Y me pregunto si en algún momento de mi vida, en las postrimerías de este siglo, transhumanizado a punta de prótesis y trasplantes e implantes e inyecciones, habré aprendido a actuar sin plan, sin prejuicio, sin temor, con total indiferencia digo yo, porque lo que pone a funcionar al observador interno como que es la ignorancia de por qué hago las cosas, y lo que le estimula la manía escrutadora es la curiosidad de saber por qué las hago. Sí, de aquí a allá el observador ni se ocupará del observado porque ya me conocerá al pelo y… ¡Claro! ¡Es eso! ¡Conocerme a mí mismo pone a dormir al observador! ¡Vaya, descubrí el agua tibia!: lo que no pudieron hacer todos los libros, o mejor dicho, todas las carátulas y contraportadas de libros de autoayuda que leí buscando uno que no dijera que el objetivo final es conocerse uno mismo, lo hizo el fastidio de observarme, que no es otra cosa sino la mejor manera de lograr ese conocimiento porque libros sobre mí mismo no debe haber muchos.
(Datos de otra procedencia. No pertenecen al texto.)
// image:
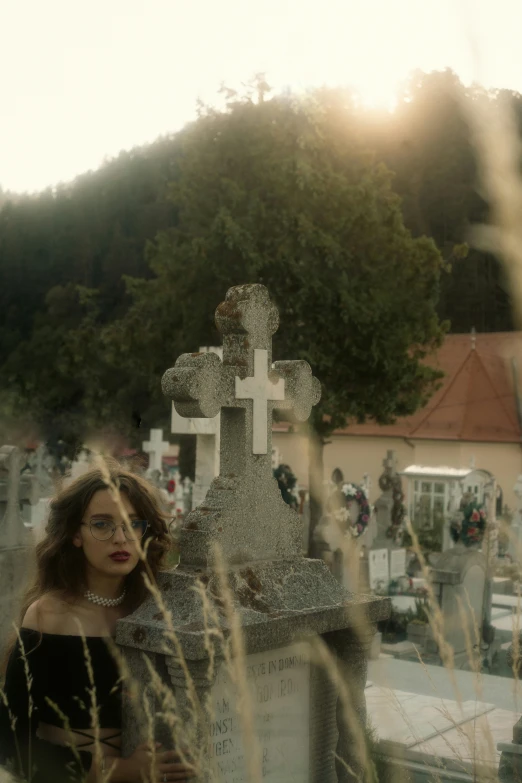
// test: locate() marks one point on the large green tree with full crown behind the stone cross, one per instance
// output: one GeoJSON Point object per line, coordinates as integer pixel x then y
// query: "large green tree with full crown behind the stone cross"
{"type": "Point", "coordinates": [282, 191]}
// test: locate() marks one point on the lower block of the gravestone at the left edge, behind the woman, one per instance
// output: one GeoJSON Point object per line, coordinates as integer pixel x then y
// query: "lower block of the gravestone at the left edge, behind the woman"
{"type": "Point", "coordinates": [16, 566]}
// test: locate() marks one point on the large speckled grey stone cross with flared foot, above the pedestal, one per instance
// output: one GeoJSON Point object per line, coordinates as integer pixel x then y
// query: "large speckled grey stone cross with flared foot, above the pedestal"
{"type": "Point", "coordinates": [243, 510]}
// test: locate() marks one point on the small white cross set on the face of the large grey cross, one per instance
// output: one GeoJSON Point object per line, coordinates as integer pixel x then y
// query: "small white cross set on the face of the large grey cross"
{"type": "Point", "coordinates": [261, 390]}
¡Ajá! ¿Y ahora qué hago? Descubrí al observador, su intención, su motivo, la forma de inmovilizarlo. ¡Ja ja! ¡Ahora puedo dedicarme a observar al que me observa! Observaré que me observa observar y seguramente se fastidiará de ser observado. ¡Será mi dulce venganza luego de todos estos años! ¿O empezaré a preguntarme si en lugar de dos somos tres: el que hace, el que observa al que hace y el que observa al que observa al que hace?